It would be up to lawmakers to choose C, D, E, X, Y, and Z. It would be a matter of regulation to specify how to achieve the limits on risk in (i)–(iii) and the measure of "little" and the calculation of the probability in (iv). Regulation could list one or more methods that are deemed by the Secretary of State to be acceptable, and principles and procedures for evaluating and gaining approval for other methods.
California AB 2023 (Saldana) calls for a pilot of risk-limiting audits in 2011. It is the first bill to get risk-limiting language right: It requires the audit to have a large chance of resulting in a full hand count if the electoral outcome is wrong, in which case, the hand count determines the official outcome.
As of this writing, there are methods to limit risk for every sampling scheme that I have seen proposed for post-election audits: simple random samples, stratified simple random samples, sampling with probability proportional to a bound on the error in each batch (PPEB), and sampling with probability related to the negative exponential of a bound on the error in each batch (NEGEXP). Moreover, there are techniques to incorporate "targeted," deterministic sampling into the risk calculations. See the citations below.
It should be noted that ensuring a high probability of correcting a wrong outcome is not the only sensible thing to do. For instance, ensuring that at most S% of certified outcomes are incorrect seems quite reasonable, and could well require less counting. However, there is as yet no method to accomplish the latter, which is tied to the idea of the False Discovery Rate.
Legislation should require disclosure of all algorithms and the source code for all software used in an audit—even commercial, off-the-shelf (COTS) software—so that the public can verify that the calculations were correct. The fact that software is commercial is no guarantee that it does what it's supposed to do: See the references below on known bugs in Excel.
Legislation should also require prompt publication of batch-level results, prior to the selection of audit samples. If stratified sampling is permitted, results should be published for all batches in a stratum before the sample is selected from that stratum. Batch-level results should be available in one easy-to-find location, for instance, the Secretary of State's website.
If batches are extremely small—for instance, single ballots—it might make more sense to report subtotals for somewhat larger groups of ballots, and have a mechanism that allows elections officials to commit indelibly to the subtotals for the small batches. For instance, the jurisdiction could put a digitally signed file in escrow with the Secretary of State; the auditors would compare hand counts to that reference copy to determine whether the original count has errors.
And legislation or regulation should require "sanity checks" such as (i) verifying that the reported vote total for a precinct does not exceed the number of registered voters in that precinct, (ii) (for paper ballots) verifying that the number of ballots returned voted, spoiled, and unvoted equals the number sent to the precinct, and (iii) verifying that the vote subtotals reported for the batches sum to the totals for each contest.

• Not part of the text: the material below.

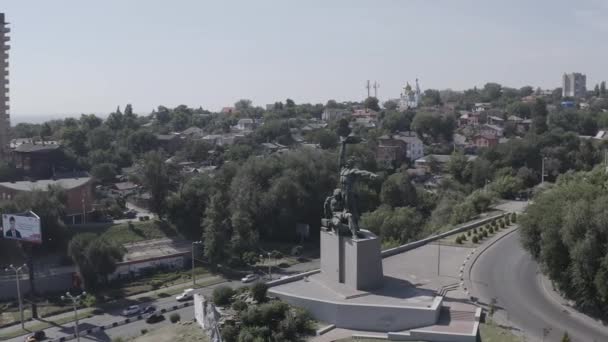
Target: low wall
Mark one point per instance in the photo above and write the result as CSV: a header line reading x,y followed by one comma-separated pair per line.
x,y
416,244
368,317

Discrepancies should be posted in a central location, such as the Secretary of State's website.
There are very real limits to the amount and nature of work that elections officials can add to the burden of a canvass. Expecting elections officials to perform statistical computations is perhaps unreasonable, but expecting officials to report election results and audit results at the batch level would be reasonable if EMSs supported structured data output. EMSs currently are not designed to generate the reports needed to design and perform audits. As discussed below, trivial changes to EMSs could make auditing substantially easier and more efficient by exporting structured, machine-readable data at the level of arbitrarily small batches.

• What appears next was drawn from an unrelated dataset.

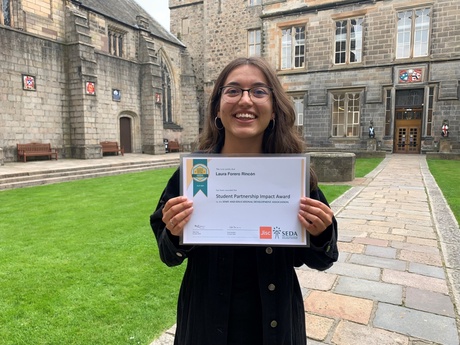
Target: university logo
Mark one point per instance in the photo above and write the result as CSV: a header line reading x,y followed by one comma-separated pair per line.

Questions that need to be considered include:
One political barrier that continues to surprise me is the insistence of some election integrity advocates and politicians on putting detailed methods into law, for instance, by mandating sample sizes in complicated tables and (mis)using statistical jargon. I think that makes bad law and bad audits.
Election management needs to change in a couple of simple ways for routine audits to be performed efficiently and economically. If these changes are brought about—through legislation, regulation, or market pressure—the rest of the auditing problem could be solved by "bolt-on" audit procedures. The latest and best audit procedures could be used as soon as the changes happen. Hence, I believe that the following structural changes should start now. The changes regard data export from election management systems, batch sizes, and data reporting.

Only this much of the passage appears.